Position: Coding Benchmarks Are Misaligned with Agentic Software Engineering
arXiv, 2026-06-17. Argues that current coding evaluations measure the wrong things for how agents actually write software. Pairs with the "oracle signals" paper below on what agent-authored code actually looks like.
Predicting model behavior before release by simulating deployment
OpenAI, 2026-06-16. OpenAI's approach to pre-release safety testing via deployment simulation. Cross-posted to Alignment Forum.

Themes this week

Fable/Mythos arc (day 10)
The arc: launch (06-09), invisible guardrails (06-10), Anthropic apologizes (06-11), proactivity bias (06-12), government suspension (06-13), geopolitical fallout (06-14), D.C. cleanup (06-15), cyber defense protest (06-16), red-team study on arXiv (06-17): the arc crosses from industry and policy reaction into academic evaluation. The red-team paper gives the first structured adversarial assessment of the models at the center of the storm.

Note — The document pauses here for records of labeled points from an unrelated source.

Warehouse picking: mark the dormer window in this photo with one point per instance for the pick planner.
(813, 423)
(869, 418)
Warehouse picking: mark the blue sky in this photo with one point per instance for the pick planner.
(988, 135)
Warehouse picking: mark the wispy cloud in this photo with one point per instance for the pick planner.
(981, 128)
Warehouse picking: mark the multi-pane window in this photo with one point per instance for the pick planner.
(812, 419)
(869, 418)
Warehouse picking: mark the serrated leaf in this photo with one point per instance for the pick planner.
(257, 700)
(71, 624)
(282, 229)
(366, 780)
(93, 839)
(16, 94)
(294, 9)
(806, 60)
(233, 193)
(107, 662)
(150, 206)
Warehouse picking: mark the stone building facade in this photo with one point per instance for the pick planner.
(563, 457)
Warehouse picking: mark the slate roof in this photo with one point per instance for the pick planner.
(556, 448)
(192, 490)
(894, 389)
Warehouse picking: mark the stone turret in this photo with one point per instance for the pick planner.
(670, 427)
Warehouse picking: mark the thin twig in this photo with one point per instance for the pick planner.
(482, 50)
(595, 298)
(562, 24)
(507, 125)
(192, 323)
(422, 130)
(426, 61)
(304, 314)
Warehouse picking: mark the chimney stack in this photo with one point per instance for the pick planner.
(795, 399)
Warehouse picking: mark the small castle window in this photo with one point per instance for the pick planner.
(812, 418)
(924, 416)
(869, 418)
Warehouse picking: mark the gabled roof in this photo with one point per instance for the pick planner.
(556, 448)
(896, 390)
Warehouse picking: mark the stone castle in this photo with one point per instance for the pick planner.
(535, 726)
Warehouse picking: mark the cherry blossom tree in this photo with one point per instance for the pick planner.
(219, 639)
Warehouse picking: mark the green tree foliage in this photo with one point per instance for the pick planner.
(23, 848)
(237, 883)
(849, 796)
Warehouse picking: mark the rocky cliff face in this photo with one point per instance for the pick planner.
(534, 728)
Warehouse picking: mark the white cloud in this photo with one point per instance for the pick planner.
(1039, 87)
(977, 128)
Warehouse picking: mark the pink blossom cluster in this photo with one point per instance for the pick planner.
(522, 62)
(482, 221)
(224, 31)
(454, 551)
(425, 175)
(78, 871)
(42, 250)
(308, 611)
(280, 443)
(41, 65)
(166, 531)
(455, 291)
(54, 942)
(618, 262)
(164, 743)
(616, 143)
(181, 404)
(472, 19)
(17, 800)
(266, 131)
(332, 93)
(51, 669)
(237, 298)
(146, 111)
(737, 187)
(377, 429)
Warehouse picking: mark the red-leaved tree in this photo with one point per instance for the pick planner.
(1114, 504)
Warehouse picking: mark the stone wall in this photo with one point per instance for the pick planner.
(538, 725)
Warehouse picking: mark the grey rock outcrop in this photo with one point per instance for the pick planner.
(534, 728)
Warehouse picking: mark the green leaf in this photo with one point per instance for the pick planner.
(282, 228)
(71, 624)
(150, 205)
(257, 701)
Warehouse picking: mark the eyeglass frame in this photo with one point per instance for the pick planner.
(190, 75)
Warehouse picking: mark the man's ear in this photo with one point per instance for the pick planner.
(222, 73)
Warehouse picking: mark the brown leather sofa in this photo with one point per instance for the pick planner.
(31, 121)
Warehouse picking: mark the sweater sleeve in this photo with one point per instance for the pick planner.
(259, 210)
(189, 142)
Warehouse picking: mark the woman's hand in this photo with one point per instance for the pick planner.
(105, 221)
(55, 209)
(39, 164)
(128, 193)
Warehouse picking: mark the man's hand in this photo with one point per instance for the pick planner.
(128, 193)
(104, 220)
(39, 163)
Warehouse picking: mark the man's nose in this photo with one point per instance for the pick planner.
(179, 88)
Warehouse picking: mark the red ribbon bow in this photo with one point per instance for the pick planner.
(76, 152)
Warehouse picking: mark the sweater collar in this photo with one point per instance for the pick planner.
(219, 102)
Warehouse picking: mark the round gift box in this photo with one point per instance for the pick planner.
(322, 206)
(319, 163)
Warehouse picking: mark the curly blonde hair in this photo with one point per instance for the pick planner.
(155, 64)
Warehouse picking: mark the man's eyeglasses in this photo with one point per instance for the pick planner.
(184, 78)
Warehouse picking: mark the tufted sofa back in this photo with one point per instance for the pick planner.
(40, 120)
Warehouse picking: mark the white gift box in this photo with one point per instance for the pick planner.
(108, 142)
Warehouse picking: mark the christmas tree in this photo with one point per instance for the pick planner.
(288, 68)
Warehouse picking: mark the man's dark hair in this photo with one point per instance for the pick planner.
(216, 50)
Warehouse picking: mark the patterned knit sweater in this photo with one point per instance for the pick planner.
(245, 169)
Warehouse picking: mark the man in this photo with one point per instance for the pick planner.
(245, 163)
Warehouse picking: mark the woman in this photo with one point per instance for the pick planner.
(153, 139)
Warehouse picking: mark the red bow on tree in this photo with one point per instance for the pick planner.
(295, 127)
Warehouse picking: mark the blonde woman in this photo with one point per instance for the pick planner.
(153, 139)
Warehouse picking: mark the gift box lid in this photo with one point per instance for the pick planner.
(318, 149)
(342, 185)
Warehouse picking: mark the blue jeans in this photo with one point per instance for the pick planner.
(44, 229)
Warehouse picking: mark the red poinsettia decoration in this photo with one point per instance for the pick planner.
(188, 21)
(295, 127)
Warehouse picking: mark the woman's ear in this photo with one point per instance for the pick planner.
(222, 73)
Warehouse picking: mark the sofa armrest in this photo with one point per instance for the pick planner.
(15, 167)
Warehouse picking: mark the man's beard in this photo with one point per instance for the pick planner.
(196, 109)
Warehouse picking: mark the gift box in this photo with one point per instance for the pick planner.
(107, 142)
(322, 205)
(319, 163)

Agent frameworks go mainstream
Vercel's triple launch (Eve, Agent Stack, Connect) plus arXiv work on Distributed General-Purpose Agent Networks, PreAct (agents that get faster on repeated tasks), A Framework for Evaluating Agentic Skills at Scale, SEAGym (evaluation environment for self-evolving agents). The tooling layer is maturing fast.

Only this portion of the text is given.